SHMR is one part of the Society of Jesus’ intentional response to its participation in the sin of slavery. The project began by researching the lives of the people held in slavery by Jesuits. This ongoing process has enabled SHMR to trace family lineages and connect with Descendants. By working in partnership with descendant communities, Jesuits hope to pursue a path to reconciliation and address racism in our schools, parishes and communities.

Forming Relationships to Reach this Moment

Peter Hawkins, born in 1824 and pictured here in 1905, was the first child born into slavery at the Jesuits’ Saint Stanislaus Novitiate and Farm in Florissant, Missouri. In 1823, his parents were sold from the Jesuit plantation in White Marsh, Maryland.

The announcement of the foundation comes after several years of a powerful dialogue process among Descendant leaders, Jesuit provincials and representatives from Georgetown. In May 2017, about a year after learning of their connection to this tragic past, Descendant leaders petitioned Fr. Arturo Sosa, SJ, the Jesuit Superior General to respond. Fr. Kesicki had publicly apologized for Jesuit slaveholding at a Liturgy of Memory, Contrition and Hope at Georgetown University. Fr. Sosa responded to the Descendants’ letter by writing, “Jesuit slaveholding in the United States, and in particular the sale of 272 enslaved persons from the Jesuits in southern Maryland to purchasers in Louisiana, was both a sin and a betrayal because the Society robbed your ancestors of their human dignity.”

Fr. Sosa then called the U.S. provincials to dialogue with the Descendants under the structure of the Jesuit Conference. In the summer of 2018, soon after receiving the Superior General’s letter, Mr. Stewart called Fr. Kesicki and the two met in person at Mr. Stewart’s home in Michigan.

Frank Campbell, one of the enslaved people sold by the Maryland Jesuits in 1838. The younger girl in the photograph has been identified as Frank Campbell’s granddaughter, Mary Jane. Source: Georgetown Slavery Archive

This first encounter, which has grown into a strong and binding relationship, opened the door to a frank, honest and constructive way to restore the human dignity which the Society had robbed from the Descendants’ ancestors. Within a year of their first meeting, they brought Descendant leaders, Jesuit provincials and representatives from Georgetown University into a formal dialogue process sponsored by the W.K. Kellogg Foundation. The Kellogg Foundation is world-renowned for its commitment to Truth, Racial Healing and Transformation. The restoration of human dignity would require a total commitment from all who entered the dialogue process.

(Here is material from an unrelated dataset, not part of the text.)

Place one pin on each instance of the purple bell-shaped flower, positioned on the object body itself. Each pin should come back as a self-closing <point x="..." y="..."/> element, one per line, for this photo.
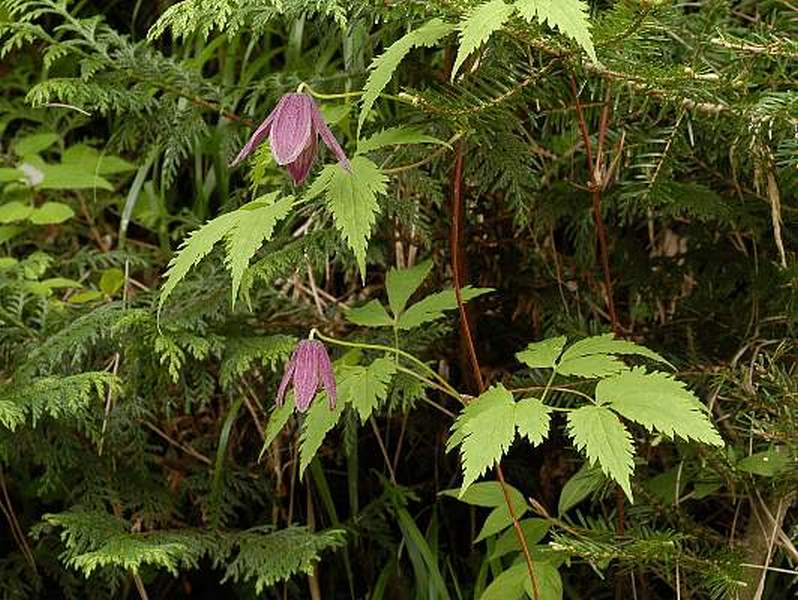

In 2020, the Descendant Association leaders met with Fr. Sosa when he visited the United States. This historic meeting solidified this Descendant-Jesuit partnership for the future.

What emerged from this process is a life-long partnership and a shared commitment to transformation and conversion. The vision begins a new chapter today with the announcement of the Descendants Truth & Reconciliation Foundation.